NZR goes on a talent quest
Back-slapping won’t win New Zealand sevens gold medals at the next Olympics.
It’s two years till the teams line up for Tokyo 2020, where New Zealand’s men’s and women’s sides will arrive as world champions. In some nations, that might be cause for celebration. But, for the folks at New Zealand Rugby, it’s the cue to overhaul their talent identification system.
The Black Ferns and men’s world cup-winning teams will undergo extensive campaign reviews next week, but not before NZR announced plans for open tryouts to unearth the stars of
2020 or Paris 2024. Known as
Ignite7, the initiative will see 18 to 20-year-old’s potentially go from rugby obscurity, or even other codes, into this country’s world champion sevens sides.
‘‘The minute we feel we’ve arrived – and we’re two years out from an Olympic programme – teams are going to catch us up,’’ NZR head of high performance Mike Anthony said yesterday.
‘‘So it’s about staying ahead of the opposition.’’
People can apply online, with
48 men and 48 women then being selected to attend a four-day camp in November. The first three days will involve testing and coaching ahead of the inaugural one-day
Ignite7 tournament. From there, three female and three male players will be invited to the national sevens teams’ development camps.
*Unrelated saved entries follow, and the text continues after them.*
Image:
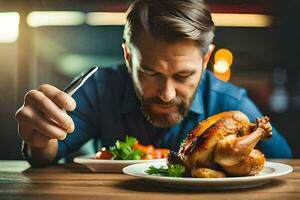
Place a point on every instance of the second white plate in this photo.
(271, 170)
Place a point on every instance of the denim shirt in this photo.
(108, 109)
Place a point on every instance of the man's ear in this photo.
(207, 56)
(127, 55)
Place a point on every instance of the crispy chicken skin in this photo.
(224, 144)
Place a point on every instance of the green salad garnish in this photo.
(123, 150)
(176, 170)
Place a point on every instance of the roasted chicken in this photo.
(223, 145)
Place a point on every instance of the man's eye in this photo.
(184, 76)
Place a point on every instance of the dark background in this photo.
(266, 60)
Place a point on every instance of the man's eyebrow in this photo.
(146, 67)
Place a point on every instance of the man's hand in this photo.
(42, 118)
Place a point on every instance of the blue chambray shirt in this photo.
(108, 109)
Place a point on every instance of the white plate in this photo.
(271, 170)
(103, 165)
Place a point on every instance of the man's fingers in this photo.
(31, 117)
(33, 137)
(37, 99)
(59, 97)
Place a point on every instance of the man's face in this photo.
(165, 77)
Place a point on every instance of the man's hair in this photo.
(170, 20)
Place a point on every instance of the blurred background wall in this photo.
(261, 51)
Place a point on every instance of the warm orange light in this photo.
(224, 54)
(223, 76)
(223, 61)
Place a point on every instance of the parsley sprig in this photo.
(176, 170)
(123, 150)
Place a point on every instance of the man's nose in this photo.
(167, 91)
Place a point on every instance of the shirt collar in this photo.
(131, 101)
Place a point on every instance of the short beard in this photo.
(163, 120)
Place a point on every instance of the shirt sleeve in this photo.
(85, 119)
(277, 146)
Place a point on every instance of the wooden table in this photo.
(72, 181)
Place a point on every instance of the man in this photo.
(159, 97)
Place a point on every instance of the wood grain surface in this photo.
(72, 181)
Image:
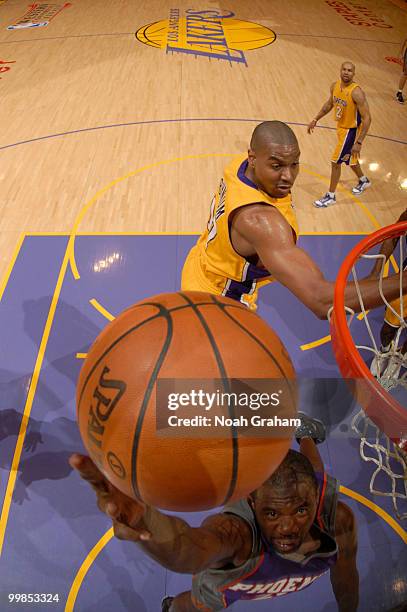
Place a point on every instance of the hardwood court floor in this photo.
(102, 132)
(85, 104)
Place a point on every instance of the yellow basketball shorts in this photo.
(196, 278)
(346, 139)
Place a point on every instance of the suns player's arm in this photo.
(359, 99)
(328, 106)
(261, 229)
(344, 574)
(221, 539)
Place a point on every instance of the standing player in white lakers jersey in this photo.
(351, 112)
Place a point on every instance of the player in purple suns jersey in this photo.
(279, 540)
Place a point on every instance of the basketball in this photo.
(169, 339)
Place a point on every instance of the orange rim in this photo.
(375, 400)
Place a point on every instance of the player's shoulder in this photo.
(358, 94)
(260, 218)
(227, 522)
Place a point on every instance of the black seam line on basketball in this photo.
(225, 381)
(236, 306)
(129, 331)
(143, 409)
(259, 342)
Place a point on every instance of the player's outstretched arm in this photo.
(270, 236)
(328, 105)
(344, 574)
(167, 539)
(359, 98)
(387, 248)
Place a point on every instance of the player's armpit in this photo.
(344, 574)
(271, 237)
(234, 538)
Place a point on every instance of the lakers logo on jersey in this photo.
(211, 33)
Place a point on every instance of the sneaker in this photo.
(166, 604)
(325, 201)
(361, 186)
(399, 97)
(310, 428)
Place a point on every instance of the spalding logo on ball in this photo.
(186, 335)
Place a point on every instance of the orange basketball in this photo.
(166, 340)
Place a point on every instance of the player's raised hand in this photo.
(126, 513)
(311, 126)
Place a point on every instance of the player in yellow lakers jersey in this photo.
(251, 235)
(351, 112)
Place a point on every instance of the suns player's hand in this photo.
(356, 148)
(311, 126)
(126, 513)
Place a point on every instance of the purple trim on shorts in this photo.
(345, 155)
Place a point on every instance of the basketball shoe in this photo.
(325, 201)
(400, 97)
(361, 186)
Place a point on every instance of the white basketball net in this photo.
(389, 478)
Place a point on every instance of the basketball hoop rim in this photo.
(343, 344)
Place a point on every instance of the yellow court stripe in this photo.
(315, 343)
(372, 506)
(29, 401)
(102, 310)
(84, 568)
(10, 267)
(106, 188)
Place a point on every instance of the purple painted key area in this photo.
(53, 522)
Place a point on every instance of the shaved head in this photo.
(295, 468)
(349, 64)
(272, 132)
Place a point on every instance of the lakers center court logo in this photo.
(211, 33)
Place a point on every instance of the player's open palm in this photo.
(126, 513)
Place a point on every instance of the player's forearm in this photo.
(171, 543)
(366, 122)
(320, 297)
(176, 545)
(347, 593)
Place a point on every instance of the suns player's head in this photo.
(273, 156)
(347, 72)
(286, 504)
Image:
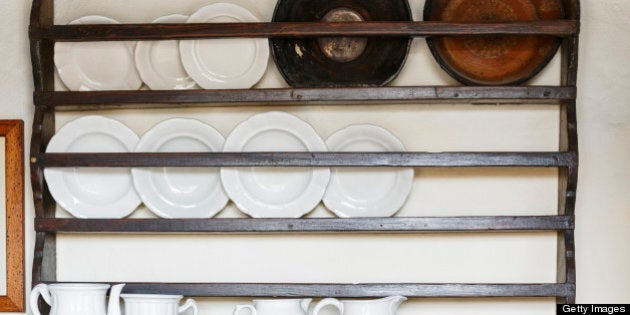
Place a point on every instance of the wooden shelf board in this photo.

The scheme is locked in for at least three years.
Between school, club and provincial sevens tournaments there are already mechanisms for NZR to test the talent pool. Given that, particularly on the male side, 15s remains the undisputed preference for elite players, you wonder what NZR will uncover that they wouldn’t otherwise.
Then there’s the idea that NZR are looking to nick people from the codes who’ve worked hard to develop them. ‘‘I don’t see it as poaching,’’ said Anthony.
‘‘It’s providing an opportunity and if athletes want to have a go at that, then fantastic. Hopefully, through the events of the last few days [at the world cup in San Francisco] we’re inspiring people to have a passion for rugby.
‘‘It’s an opportunity for them to come and have a go. We’re certainly not shoulder-tapping individuals from other sports. ’’
Hopes were high that New Zealand’s elite 15 a-side players would want, or be allowed, to play sevens at the 2016 Olympics. In the end Sonny Bill Williams, who ruptured an Achilles tendon, and a teenaged Rieko Ioane were the only ones of note that went to Rio.
‘‘We want to have our best team out for Tokyo and if that includes some All Blacks, that’s something we’ll be working through with our sevens coaches and our 15s team,’’ Anthony said.